Arrest made in sexual assault, kidnapping of woman in downtown Fort Lauderdale; suspect in second carjacking remains at large

FORT LAUDERDALE, Fla. -- An armed man who kidnapped a woman in downtown Fort Lauderdale, drove her around for two hours and sexually assaulted her on Aug. 12 has been arrested, police announced Wednesday.

But rather than bringing relief to police and residents of the area, the arrest now means a suspect in an eerily similar incident that same week is still at large.

The Aug. 12 incident was followed by another carjacking and kidnapping in downtown Fort Lauderdale six days later, on Friday. Yet it’s impossible for the same man to have committed both crimes because he was already in custody when the second crime occurred, according to Casey Liening, a spokesperson for Fort Lauderdale Police.

“I wouldn’t say we’re relieved because we still have a second suspect,” Liening told reporters outside of the police department Wednesday morning.

Louvensky Accime, 24, already in Broward County Jail, is now charged with two counts of robbery with a firearm, two counts of kidnapping, two counts of armed robbery-carjacking, aggravated battery, and possession of a weapon by a convicted felon.
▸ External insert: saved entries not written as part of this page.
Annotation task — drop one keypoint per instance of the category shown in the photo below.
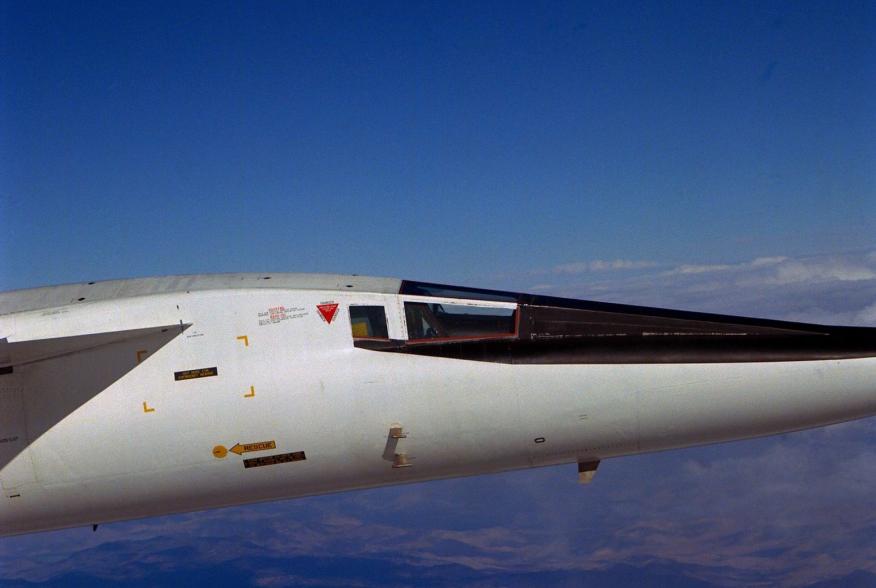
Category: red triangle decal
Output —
(328, 311)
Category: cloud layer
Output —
(793, 510)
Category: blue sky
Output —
(713, 156)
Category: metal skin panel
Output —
(130, 440)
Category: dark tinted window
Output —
(368, 322)
(438, 321)
(442, 291)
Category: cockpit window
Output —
(368, 322)
(458, 321)
(444, 291)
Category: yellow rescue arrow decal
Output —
(241, 448)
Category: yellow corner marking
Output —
(241, 448)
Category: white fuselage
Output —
(92, 446)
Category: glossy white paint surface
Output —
(87, 450)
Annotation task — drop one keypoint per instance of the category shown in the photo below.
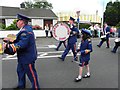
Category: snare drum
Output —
(103, 38)
(61, 31)
(117, 41)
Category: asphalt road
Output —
(54, 73)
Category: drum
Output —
(61, 31)
(103, 38)
(9, 40)
(117, 41)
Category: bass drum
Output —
(117, 42)
(103, 38)
(61, 31)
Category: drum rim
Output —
(66, 28)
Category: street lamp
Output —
(102, 15)
(78, 20)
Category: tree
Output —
(38, 4)
(28, 4)
(112, 13)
Additional charges are pending as detectives continue their investigation, Liening said, particularly pertaining to the alleged sexual battery.

Accime is accused of approaching a woman and a man in the woman’s green Honda near the 100 block of Southwest Second Avenue about 5 a.m. Aug. 12.
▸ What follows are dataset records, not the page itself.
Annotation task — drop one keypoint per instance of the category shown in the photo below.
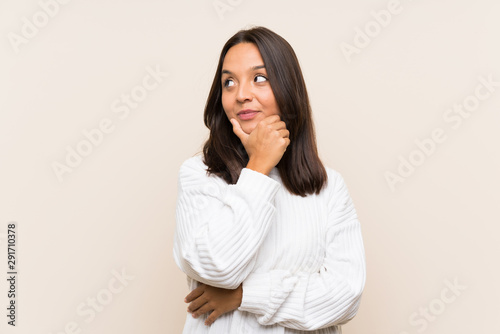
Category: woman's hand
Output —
(206, 298)
(266, 144)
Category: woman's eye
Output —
(260, 78)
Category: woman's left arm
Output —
(309, 301)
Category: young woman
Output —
(267, 235)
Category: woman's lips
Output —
(247, 115)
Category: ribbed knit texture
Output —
(301, 259)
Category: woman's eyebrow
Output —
(253, 68)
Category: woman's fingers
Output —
(205, 308)
(284, 133)
(212, 317)
(194, 294)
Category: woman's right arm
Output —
(219, 227)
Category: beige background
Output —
(115, 210)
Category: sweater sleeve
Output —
(219, 227)
(329, 297)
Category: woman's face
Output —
(246, 93)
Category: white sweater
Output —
(301, 259)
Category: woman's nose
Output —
(244, 93)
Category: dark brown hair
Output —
(300, 168)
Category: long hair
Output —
(300, 168)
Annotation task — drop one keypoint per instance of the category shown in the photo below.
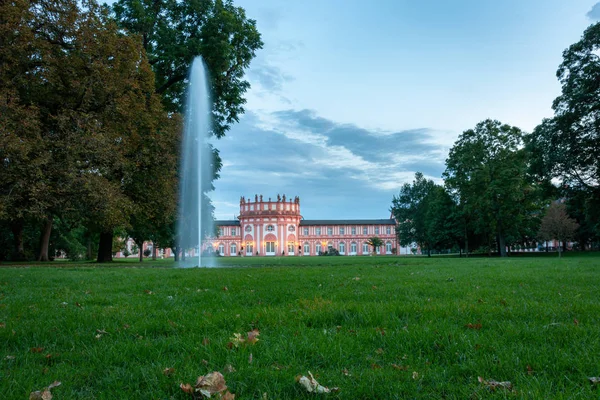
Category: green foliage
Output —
(426, 215)
(486, 171)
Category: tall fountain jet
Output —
(196, 172)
The armed man violently opened the driver’s side door, the woman told police, according to the probable cause affidavit. He demanded they give him their personal belongings, then forced them to remain in the car, saying he would kill them if they didn’t comply.
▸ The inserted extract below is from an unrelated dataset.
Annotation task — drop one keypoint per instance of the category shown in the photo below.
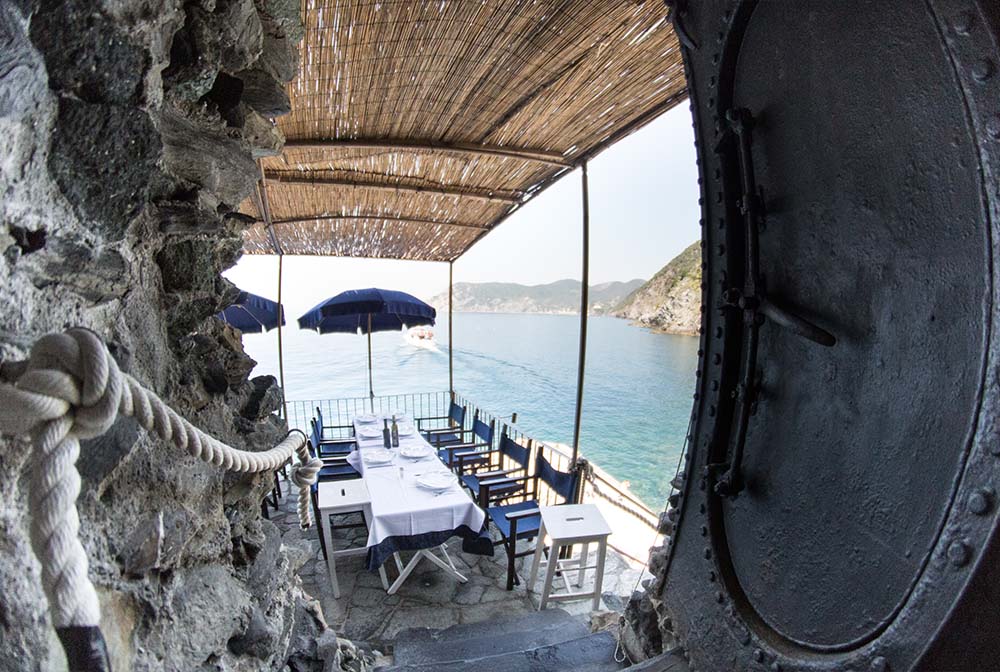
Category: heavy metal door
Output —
(842, 475)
He then forced the man to drive the car while he sat in the rear seat, according to the affidavit. While driving, the man jumped from the moving car and fled to his own car, while the Honda crashed into a pole. The woman was not able to escape.

Accime then got into the driver’s seat, still threatening the woman with his gun, and took off, according to police.

For two hours, Accime drove the woman around, forcing her head down so that she couldn’t see where she was, according to the affidavit. He pistol whipped her in the head, causing her to lose consciousness temporarily, and struck her in the genitals with his gun.

Accime also forced her to give him her pin number and tried to withdraw money from her bank account at an ATM, according to the affidavit. When that didn’t work, he became violent, trying to choke her and pulling her head down towards his leg. Video surveillance shows him pinning the woman’s head down as she tries to get away.

Finally, Accime left the woman on Interstate 95, taking her cellphone and shoes, according to the affidavit.

Fort Lauderdale Police responded to a shot spotter alert in the area where the kidnapping occurred, according to the affidavit, arriving to find the male victim with a gun in his hand. He told the officers that he had been robbed and held at gunpoint by a man who had driven off with the woman against her will.

Then, a little after 7 a.m. that morning, the woman called 911 and said she had been kidnapped and raped by an unknown man. Her car was disabled, she said, and she was on I-95 near Oakland Park Boulevard.

Detectives were later able to identify the man as Accime using “investigative techniques,” though Liening would not specify on Wednesday what those were. The male victim then identified the suspect from a line-up.

Last Friday, six days after the Aug. 12 incident in which Accime is charged, a different man was carjacked in the early morning by an armed suspect and forced to drive around for two hours. At the time, police said that the circumstances appeared “similar.”

Now, however, it appears that the suspect in that case is still on the loose. Accime could not have committed both crimes, while another suspect found with the second victim’s car is also not believed to have committed the original carjacking, police say.

Accime had been arrested on Aug. 15 in Lauderdale Lakes, inmate records show, three days before the second carjacking. He was charged with resisting an officer without violence and violation of his probation for a previous case in which he pled no contest to burglary of an unoccupied dwelling, dealing in stolen property, and giving false ownership information.

Meanwhile, detectives ruled out Lias Corker, 34, of Lauderdale Lakes, who was found driving the second victim’s stolen Kia Optima hours after the carjacking.

Police arrested Corker after pursuing him through Broward and Palm Beach while he was driving the stolen car.

He faces charges of aggravated fleeing and eluding, reckless driving and driving with a revoked license, but he is not charged in the second carjacking case.

Liening would not say how Corker is related to the carjacking.

It remains possible that the second carjacking is somehow related to the first, even if the same suspect did not commit both crimes. Liening said detectives are “still looking at all possibilities.”